It has done so by adopting its proposed regulatory amendments applicable to the reverse logistics shipments of unsellable products containing hazardous materials (for example, expired over-the-counter drugs, health care products, damaged and open retail containers of soaps, cleaners, household products, spilled materials, etc.) from a retail facility back to a distribution or reclamation facility by highway transportation.
We have previously blogged about state and federal hazardous waste regulations and their impacts on unsellable products in the retail industry, and have also blogged specifically about the proposed HMR rule affecting transportation of retail wastes and recyclables.

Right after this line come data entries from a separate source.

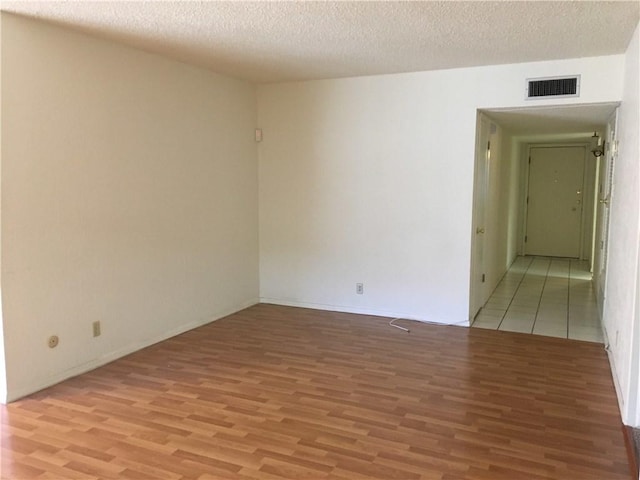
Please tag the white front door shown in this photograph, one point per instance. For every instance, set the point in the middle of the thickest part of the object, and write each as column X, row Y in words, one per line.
column 555, row 201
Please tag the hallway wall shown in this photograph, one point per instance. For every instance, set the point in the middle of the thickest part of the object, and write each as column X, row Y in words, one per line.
column 621, row 295
column 370, row 180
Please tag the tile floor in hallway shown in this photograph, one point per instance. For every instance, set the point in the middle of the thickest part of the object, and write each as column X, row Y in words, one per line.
column 544, row 296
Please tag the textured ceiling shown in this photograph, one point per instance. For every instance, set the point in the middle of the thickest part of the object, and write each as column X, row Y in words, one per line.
column 280, row 41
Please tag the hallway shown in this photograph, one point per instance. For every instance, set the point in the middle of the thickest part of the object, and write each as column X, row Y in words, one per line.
column 544, row 296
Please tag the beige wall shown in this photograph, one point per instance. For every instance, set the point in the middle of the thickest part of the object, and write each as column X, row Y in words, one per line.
column 371, row 180
column 129, row 196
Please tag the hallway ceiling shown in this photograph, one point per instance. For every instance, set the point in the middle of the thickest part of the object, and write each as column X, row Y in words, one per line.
column 288, row 41
column 566, row 120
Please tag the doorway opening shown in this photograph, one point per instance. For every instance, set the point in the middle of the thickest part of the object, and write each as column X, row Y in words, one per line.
column 537, row 227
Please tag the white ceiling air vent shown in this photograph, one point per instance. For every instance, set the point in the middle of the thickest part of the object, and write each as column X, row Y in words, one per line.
column 553, row 87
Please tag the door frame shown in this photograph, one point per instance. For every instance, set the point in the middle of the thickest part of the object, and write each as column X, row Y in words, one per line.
column 605, row 179
column 478, row 294
column 585, row 186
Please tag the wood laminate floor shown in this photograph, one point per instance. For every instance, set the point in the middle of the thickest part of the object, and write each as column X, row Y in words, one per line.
column 277, row 392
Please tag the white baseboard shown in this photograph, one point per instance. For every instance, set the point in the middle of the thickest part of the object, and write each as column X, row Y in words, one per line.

The new HMR final rule revises the HMR to include a definition of “reverse logistics,” and provides provisions for the shipment of unsellable products containing hazardous materials within the scope of the new definition.

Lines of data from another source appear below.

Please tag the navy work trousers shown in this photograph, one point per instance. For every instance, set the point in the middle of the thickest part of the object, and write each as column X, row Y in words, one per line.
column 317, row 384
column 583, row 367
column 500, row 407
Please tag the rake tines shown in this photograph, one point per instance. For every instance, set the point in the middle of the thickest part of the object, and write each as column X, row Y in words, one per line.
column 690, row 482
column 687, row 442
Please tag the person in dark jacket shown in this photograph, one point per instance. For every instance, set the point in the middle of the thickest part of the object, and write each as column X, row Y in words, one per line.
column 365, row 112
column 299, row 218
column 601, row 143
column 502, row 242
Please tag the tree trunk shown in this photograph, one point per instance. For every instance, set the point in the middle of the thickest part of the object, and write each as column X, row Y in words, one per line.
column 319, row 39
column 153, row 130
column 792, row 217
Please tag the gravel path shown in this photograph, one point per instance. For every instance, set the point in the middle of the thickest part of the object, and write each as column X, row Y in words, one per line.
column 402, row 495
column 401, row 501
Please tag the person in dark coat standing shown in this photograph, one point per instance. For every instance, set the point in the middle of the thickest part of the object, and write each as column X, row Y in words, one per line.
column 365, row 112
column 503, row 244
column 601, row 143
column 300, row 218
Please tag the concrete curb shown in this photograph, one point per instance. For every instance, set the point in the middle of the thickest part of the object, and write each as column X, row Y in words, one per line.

Specifically, PHMSA has adopted a definition of “reverse logistics” for unsellable products containing hazardous materials as “the process of offering for transport or transporting by motor vehicle goods from a retail store for return to its manufacturer, supplier, or distribution facility for the purpose of capturing value (e.g., to receive manufacturer’s credit), recall, replacement, recycling, or similar reason.”
Importantly, under the final rule, reverse logistics shipments may only be shipped via highway carrier — rail and air transport of reverse logistics shipments are prohibited. The final rule also requires that all materials sent in reverse logistics by private carrier contain the marking “REVERSE LOGISTICS – HIGHWAY TRANSPORT ONLY – UNDER 49 CFR 173.157” to notify the carrier that the shipment could contain products with limited amounts of hazardous materials. Reverse logistics shipments sent by non-private carriers must still comply with all limited quantity conditions contained in 49 CFR 172.315.

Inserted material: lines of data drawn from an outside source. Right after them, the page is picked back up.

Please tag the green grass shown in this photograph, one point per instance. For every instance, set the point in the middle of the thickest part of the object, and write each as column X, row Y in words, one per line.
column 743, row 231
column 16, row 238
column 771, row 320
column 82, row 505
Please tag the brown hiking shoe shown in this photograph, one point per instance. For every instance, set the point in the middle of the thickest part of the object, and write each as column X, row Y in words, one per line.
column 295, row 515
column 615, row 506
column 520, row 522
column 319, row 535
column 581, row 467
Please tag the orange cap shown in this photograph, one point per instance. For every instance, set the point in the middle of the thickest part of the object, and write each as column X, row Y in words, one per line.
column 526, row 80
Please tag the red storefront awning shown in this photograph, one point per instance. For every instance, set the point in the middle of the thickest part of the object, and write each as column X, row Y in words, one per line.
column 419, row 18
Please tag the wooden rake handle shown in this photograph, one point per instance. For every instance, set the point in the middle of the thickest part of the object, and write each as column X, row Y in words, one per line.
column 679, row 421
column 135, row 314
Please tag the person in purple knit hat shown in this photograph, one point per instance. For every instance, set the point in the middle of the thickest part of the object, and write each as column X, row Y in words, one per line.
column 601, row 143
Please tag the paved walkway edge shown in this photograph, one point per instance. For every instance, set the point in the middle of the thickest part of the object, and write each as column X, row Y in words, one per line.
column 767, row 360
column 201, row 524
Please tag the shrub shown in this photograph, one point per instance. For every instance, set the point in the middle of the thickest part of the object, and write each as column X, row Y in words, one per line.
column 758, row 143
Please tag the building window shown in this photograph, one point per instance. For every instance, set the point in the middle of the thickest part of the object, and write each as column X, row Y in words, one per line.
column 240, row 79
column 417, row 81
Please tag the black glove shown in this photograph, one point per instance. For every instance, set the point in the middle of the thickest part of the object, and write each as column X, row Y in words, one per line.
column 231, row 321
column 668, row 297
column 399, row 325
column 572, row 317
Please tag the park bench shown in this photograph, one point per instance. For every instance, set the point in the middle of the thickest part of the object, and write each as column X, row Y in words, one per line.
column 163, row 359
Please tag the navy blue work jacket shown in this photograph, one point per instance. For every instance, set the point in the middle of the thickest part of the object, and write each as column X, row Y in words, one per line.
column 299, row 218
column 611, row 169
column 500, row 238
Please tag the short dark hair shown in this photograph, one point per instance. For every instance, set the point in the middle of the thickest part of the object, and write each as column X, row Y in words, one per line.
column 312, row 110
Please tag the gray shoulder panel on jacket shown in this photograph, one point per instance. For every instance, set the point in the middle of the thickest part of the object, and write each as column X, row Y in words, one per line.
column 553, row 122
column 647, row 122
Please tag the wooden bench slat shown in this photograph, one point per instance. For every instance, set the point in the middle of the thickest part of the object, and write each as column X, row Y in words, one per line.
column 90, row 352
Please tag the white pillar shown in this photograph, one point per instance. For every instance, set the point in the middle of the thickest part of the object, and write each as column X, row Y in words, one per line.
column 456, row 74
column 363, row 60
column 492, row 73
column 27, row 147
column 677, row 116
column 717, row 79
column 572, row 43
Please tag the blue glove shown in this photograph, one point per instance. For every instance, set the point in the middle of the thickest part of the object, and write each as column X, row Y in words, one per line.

This final rule also expands a previously existing exception for return shipments of used automobile batteries from multiple shippers using a single transport vehicle between a retail facility and a recycling center.
Retailers should keep in mind that this final rule is independent of, and in addition to, state and federal waste (RCRA) rules applicable to returns of products containing hazardous materials, including, but not limited to, waste determination requirements for such products, hazardous waste generation thresholds, manifesting requirements, etc. Retailers engaged in reverse logistics must ensure they are in compliance with state and federal RCRA rules in addition to this new final PHMSA rule.
The Final rule was effective on March 31, 2016.